DEG plot_volcano KeyError: 'explode'

Closed this issue · 4 comments

Describe the bug
Hello, thanks for your work of omicverse.
I recently applied it (version 1.5.7) on DEGs analysis, found that there are confusing problem.

  1. It runs quite soon when the dataset was CD4 T cells of 'kang.h5ad' (test_adata), while quite slowly when I just use "kang.h5ad" (adata), even though the cell number of data is twice of test_adata... adata.shape=25,4612000, test_adata.shape=11,7602000, why the speed for dds.deg_analysis process differ from each other much. And of my personal dataset, it is near 100,000 cells, a lot more difficult to process it.
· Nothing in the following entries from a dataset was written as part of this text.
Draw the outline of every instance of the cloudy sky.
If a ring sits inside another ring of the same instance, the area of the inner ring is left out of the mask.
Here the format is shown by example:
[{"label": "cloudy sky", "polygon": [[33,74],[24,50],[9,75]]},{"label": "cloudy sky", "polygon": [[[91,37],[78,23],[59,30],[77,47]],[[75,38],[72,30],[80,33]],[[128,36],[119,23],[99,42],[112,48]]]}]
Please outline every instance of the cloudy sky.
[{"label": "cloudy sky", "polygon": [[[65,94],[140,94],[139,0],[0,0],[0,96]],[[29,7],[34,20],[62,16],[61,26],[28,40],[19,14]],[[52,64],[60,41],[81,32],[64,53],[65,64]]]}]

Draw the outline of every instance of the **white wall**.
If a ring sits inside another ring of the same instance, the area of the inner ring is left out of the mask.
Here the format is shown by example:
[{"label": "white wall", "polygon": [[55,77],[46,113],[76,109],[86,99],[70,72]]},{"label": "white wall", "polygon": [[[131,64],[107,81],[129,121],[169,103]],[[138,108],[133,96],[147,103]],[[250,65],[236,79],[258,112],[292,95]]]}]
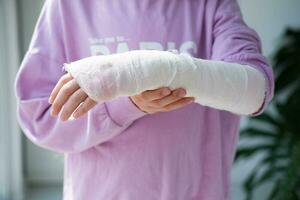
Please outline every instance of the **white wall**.
[{"label": "white wall", "polygon": [[[44,0],[19,0],[21,52],[25,53]],[[42,149],[24,137],[25,179],[32,184],[62,181],[63,157]]]},{"label": "white wall", "polygon": [[[23,26],[23,52],[31,38],[43,0],[21,1]],[[270,56],[287,26],[300,27],[299,0],[240,0],[244,18],[261,36],[264,54]],[[62,180],[62,159],[57,154],[38,148],[26,139],[25,169],[30,180]],[[240,184],[255,165],[255,159],[236,165],[232,171],[232,199],[243,199]],[[46,173],[44,173],[46,172]],[[257,199],[264,199],[266,188],[258,191]]]},{"label": "white wall", "polygon": [[[281,36],[287,27],[300,28],[299,0],[239,0],[244,19],[254,28],[262,39],[263,52],[271,57],[281,42]],[[244,125],[246,125],[244,120]],[[243,143],[244,144],[244,143]],[[254,168],[259,155],[247,162],[240,162],[232,169],[232,199],[244,199],[241,183]],[[261,187],[254,199],[267,199],[270,184]]]}]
  2. a KeyError: 'explode' when I tried to plot a volcano plot by using DEG results.

image
image

Thanks very much if the problems can be resolve!

Hi,

  • For the first question, I think it's because you chose the DEseq2 mode, which needs to fit the NB model, so the calculations are slower, the tutorial compares the different modes, and there is no problem using ttest.
  • For the second question, the problem is caused by too high version of adjustText, you can lower the version to 0.8, we will fix this issue in the next version of omicverse and optimise the volcano plotting.

Zehua

Hi, Zehua:

Thanks for your promptly reply, the second problem was resolved when I change the version of adjusttext as 0.7.3. While I'd like to continue discuss more with the first problem.
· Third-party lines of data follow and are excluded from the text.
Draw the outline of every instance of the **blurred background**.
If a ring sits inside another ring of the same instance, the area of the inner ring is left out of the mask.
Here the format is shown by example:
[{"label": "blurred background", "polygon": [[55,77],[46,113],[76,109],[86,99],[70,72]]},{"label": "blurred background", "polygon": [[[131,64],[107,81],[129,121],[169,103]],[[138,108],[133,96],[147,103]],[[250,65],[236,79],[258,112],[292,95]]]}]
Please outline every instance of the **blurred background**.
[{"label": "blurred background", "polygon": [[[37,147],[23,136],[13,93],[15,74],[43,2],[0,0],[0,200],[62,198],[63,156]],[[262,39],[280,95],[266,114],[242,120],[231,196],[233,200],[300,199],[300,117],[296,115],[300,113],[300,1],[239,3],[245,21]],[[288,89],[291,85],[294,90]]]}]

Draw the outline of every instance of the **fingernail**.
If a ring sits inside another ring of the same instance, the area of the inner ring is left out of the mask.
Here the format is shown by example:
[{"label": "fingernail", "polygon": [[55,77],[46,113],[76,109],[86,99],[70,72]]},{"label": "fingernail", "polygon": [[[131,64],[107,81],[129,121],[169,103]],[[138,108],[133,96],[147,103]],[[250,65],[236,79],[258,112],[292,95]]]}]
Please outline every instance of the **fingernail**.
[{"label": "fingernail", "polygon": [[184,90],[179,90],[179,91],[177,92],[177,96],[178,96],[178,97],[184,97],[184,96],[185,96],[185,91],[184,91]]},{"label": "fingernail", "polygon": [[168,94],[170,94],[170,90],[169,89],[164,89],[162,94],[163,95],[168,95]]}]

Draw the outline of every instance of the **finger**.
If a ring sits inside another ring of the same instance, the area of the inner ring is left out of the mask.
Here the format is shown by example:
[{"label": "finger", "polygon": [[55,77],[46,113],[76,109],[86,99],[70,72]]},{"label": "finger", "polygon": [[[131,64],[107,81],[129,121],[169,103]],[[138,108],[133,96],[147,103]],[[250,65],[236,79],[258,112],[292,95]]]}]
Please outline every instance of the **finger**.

When I run test_adata (CD4T cells of kang.h5ad), the records are like:
image
image
When I run adata(kang.h5ad),the records are like:
image
I can't get further progress within 2 hr....
when I used my personal adata, same records with kang.h5ad, they are like:
image

It has been running for 2days, and I am doubting whether my adata has any problem?? the cost time could be so long even need to fit NB model??
image

And besides, when I run pp.qc process on my server, it shows illegal instruction: core dumped.
image
Any idea about this problem?

Thank you very much for your contribution to omicverse and assistance to me!

Best regards,
Lifang

For the first problem, I saw the differences of records are: diapersions trend curve, logres_prior and sigma_prior..... so I am thinking whether the data structures are of some mistakes?? Just guessing..

This looks like a memory overflow and it is not recommended that you use DEseq2 to analyse on all cells.